Straordinario afflusso di pubblico, ieri 13 febbraio, nella Sala dei Notari, per ascoltare dalla viva voce della scrittrice Dacia Maraini la cronaca vivida e dolorosa della sua prigionia in un campo giapponese. “Vita mia. Giappone 1943. Memorie di una bambina italiana in un campo di prigionia” è il suo ultimo libro pubblicato da Rizzoli a ottobre 2023.
Prima di raggiungere la Sala dei Notari, la scrittrice è stata accolta a Palazzo dei Priori da Costantino D’Orazio, nuovo direttore della Galleria Nazionale dell’Umbria, per una visita alle principali opere custodite nelle bellissime sale della Gnu.
L’assessore alla cultura Leonardo Varasano ha portato il saluto dell’amministrazione comunale ringraziando la scrittrice per “il dono, difficile e doloroso, di una testimonianza civile che aiuta a mantenere sempre alta e viva la memoria dei campi di sterminio e di prigionia”.
Durante la presentazione, introdotta e moderata da Annamaria Romano, presidente Associazione Culturale Clizia, la scrittrice ha dialogato con Simone Casini, docente di Letteratura Italiana dell’Università degli Studi di Perugia. Sandra Fuccelli, ha letto magistralmente alcuni brani di Vita mia.
Dacia – racconta – ha sette anni, vive in Giappone con i genitori e le sorelline Toni e Yuki e si sente giapponese a tutti gli effetti. Suo padre, Fosco, insegna all’università di Kyoto, sua madre, Topazia Alliata, è felicemente integrata nel tessuto della città. Il sogno è la pace, si pensa che la guerra finirà presto. Ma Fosco e Topazia non giurano fedeltà al governo nazifascista della Repubblica di Salò. La famiglia è internata in un campo di concentramento destinato ai traditori della patria.
Per la famiglia Maraini iniziano gli anni più difficili: con pochi grammi di riso al giorno, tra fame, malattie, attesa, gelo e vessazioni, dovranno imparare a sopravvivere rinchiusi in un luogo ostile insieme ad altri prigionieri.
Il racconto di Dacia si snoda lucido, preciso, a tratti sconvolgente per durezza dei fatti narrati, ma sempre composto e ironico, anche nei suoi particolari più raccapriccianti, come l’essersi nutriti di formiche e topi pur di sopravvivere.
E poi la storia della prima giovinezza, al ritorno dal Giappone, in Sicilia: una terra bellissima, ancora indenne dagli sfregi edilizi dei decenni successivi, ma arretrata e bigotta.

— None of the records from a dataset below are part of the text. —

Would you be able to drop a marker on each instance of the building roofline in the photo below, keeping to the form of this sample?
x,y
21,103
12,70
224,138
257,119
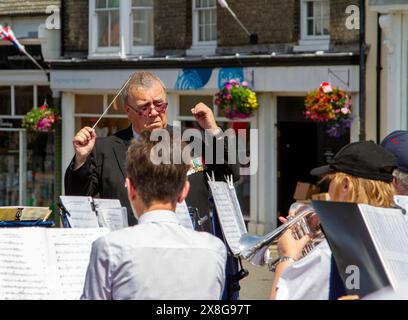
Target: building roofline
x,y
349,58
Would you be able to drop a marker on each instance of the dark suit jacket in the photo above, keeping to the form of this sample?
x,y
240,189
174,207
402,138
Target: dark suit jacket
x,y
104,174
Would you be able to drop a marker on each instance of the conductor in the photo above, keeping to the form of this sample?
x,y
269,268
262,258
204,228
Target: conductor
x,y
98,167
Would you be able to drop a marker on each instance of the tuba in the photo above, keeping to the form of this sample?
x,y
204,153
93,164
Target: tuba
x,y
302,221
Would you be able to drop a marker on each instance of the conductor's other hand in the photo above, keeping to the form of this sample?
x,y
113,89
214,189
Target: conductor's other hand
x,y
205,117
83,142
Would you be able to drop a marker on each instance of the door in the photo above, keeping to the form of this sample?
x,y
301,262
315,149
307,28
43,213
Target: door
x,y
302,146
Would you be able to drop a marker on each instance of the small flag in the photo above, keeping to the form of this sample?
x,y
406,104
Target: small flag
x,y
8,35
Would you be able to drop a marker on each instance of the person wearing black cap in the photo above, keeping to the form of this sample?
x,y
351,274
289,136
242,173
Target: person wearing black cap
x,y
360,172
397,143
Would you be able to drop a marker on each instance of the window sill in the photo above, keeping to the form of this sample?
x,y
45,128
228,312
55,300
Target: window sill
x,y
104,55
312,45
202,50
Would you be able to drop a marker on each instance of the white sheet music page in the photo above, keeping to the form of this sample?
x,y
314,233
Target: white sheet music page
x,y
389,230
229,213
401,201
76,203
113,218
71,249
107,203
80,211
24,265
183,215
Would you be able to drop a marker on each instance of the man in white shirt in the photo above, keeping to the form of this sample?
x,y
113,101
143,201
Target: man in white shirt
x,y
158,258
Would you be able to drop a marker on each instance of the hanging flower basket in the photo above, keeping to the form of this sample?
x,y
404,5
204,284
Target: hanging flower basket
x,y
236,100
329,105
42,119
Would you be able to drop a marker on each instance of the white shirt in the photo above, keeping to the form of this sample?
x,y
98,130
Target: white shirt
x,y
308,278
156,259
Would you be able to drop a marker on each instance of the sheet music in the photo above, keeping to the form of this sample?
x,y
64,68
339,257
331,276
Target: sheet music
x,y
229,213
389,231
82,219
183,215
76,203
113,218
24,271
71,249
39,263
107,203
401,201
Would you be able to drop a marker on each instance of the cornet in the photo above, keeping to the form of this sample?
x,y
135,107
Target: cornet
x,y
305,221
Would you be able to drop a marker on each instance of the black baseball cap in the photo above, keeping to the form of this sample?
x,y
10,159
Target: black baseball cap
x,y
397,143
364,159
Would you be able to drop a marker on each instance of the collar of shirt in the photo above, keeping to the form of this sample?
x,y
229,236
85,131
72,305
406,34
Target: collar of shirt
x,y
158,216
136,136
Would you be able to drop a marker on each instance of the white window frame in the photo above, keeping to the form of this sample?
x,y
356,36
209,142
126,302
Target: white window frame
x,y
142,49
125,47
200,47
12,114
310,42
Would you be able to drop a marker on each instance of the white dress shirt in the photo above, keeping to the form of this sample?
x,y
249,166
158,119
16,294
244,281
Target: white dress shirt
x,y
308,278
156,259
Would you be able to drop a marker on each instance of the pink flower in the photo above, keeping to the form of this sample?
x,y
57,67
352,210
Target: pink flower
x,y
327,88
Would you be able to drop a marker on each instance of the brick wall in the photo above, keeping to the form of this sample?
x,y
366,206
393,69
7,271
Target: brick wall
x,y
75,27
172,26
340,37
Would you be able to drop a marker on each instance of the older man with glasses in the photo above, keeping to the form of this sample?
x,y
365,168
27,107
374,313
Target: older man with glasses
x,y
98,167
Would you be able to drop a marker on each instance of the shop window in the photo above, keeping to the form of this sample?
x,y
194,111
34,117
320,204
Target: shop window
x,y
205,22
315,25
24,99
89,104
5,100
108,22
142,22
316,22
44,94
112,20
204,27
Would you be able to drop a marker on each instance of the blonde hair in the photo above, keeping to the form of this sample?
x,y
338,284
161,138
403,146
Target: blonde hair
x,y
373,192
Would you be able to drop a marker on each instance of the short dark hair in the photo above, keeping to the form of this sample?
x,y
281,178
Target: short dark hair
x,y
155,182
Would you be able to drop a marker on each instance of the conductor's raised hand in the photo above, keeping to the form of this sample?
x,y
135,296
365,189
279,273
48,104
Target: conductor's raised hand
x,y
83,142
204,116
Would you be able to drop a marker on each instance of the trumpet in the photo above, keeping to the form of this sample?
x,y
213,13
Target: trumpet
x,y
303,222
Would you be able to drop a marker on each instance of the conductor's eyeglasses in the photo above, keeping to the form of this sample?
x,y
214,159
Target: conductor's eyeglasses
x,y
145,111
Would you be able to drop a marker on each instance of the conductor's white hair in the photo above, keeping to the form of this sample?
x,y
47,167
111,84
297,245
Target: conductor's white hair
x,y
142,80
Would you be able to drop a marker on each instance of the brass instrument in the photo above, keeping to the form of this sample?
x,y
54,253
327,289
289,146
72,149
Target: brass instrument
x,y
303,222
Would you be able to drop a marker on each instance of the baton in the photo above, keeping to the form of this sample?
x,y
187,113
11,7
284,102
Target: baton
x,y
114,99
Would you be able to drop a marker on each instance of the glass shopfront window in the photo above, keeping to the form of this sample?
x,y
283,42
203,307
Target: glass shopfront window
x,y
27,171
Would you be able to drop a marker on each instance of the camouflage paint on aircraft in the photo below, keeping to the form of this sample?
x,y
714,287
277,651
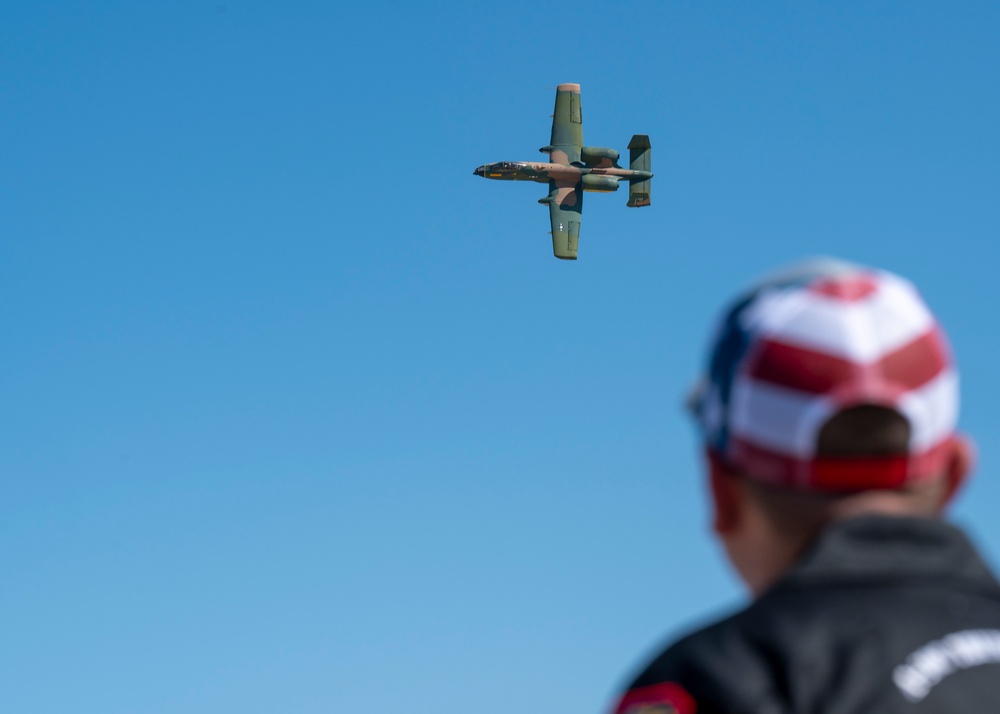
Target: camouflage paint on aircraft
x,y
574,168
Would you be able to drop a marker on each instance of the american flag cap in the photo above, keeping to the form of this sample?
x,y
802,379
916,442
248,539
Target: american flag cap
x,y
805,344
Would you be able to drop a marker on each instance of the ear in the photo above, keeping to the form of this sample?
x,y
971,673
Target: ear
x,y
959,467
726,500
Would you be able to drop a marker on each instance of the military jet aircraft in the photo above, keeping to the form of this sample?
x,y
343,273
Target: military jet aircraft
x,y
574,168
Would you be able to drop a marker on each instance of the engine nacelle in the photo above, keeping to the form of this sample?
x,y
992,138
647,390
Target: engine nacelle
x,y
599,183
596,155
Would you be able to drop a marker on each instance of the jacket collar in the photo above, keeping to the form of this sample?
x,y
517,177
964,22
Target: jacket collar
x,y
882,549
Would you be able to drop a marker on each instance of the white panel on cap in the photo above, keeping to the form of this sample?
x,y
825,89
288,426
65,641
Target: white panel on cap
x,y
861,331
777,418
931,410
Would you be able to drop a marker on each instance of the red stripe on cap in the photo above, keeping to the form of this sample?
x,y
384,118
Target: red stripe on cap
x,y
834,474
916,363
663,693
909,367
849,287
799,368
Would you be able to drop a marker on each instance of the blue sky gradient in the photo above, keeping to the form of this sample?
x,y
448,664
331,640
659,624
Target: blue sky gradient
x,y
299,415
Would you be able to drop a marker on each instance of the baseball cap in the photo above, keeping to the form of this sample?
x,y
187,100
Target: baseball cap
x,y
809,342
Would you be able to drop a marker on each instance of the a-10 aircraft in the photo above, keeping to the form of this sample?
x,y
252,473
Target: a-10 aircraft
x,y
574,168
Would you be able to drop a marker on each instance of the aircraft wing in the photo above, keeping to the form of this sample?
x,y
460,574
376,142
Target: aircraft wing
x,y
565,208
567,126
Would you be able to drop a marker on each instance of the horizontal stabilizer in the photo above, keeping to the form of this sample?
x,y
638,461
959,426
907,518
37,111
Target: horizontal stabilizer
x,y
639,160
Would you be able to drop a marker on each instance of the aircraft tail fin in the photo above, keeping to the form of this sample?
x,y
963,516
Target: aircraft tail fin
x,y
638,188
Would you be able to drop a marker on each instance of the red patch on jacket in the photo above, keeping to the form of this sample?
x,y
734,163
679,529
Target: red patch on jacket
x,y
662,698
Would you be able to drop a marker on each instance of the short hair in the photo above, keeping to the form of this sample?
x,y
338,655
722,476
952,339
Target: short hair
x,y
862,431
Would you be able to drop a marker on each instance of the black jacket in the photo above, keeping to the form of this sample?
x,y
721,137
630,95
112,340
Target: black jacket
x,y
883,615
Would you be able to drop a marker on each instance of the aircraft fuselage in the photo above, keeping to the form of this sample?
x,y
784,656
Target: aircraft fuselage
x,y
543,172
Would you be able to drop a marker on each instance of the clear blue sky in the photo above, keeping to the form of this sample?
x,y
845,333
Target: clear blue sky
x,y
298,415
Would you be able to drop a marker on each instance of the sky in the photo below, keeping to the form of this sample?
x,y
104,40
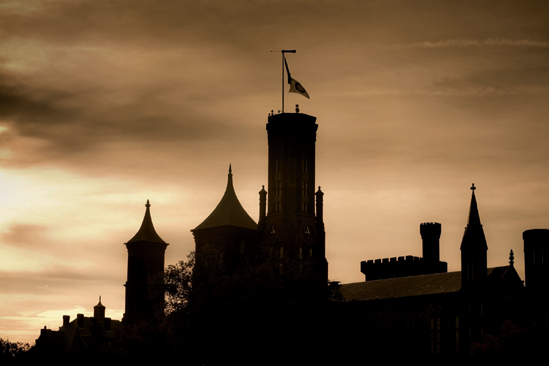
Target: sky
x,y
105,104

E’ generosa, Dacia, nel far balenare di fronte al pubblico, attento e partecipe, l’esperienza vissuta di uno spaccato del ‘900, un secolo che ha visto cambiare la società, trasformare l’Italia, anche attraverso la rivoluzione del ’68 e il femminismo. C’è l’amicizia con Pierpaolo Pasolini, il racconto delle vessazioni e delle censure morali in un paese che fatica ad emanciparsi da pregiudizi e discriminazioni.
E’ stato un incontro con una delle voci più autorevoli e conosciute della nostra letteratura contemporanea, ma anche un modo per non dimenticare gli orrori del Novecento, e per celebrare il coraggio, la fedeltà alle idee, il rifiuto del razzismo di una famiglia che ha lasciato il segno nella Storia e di chi come loro ha lottato per la libertà di tutti.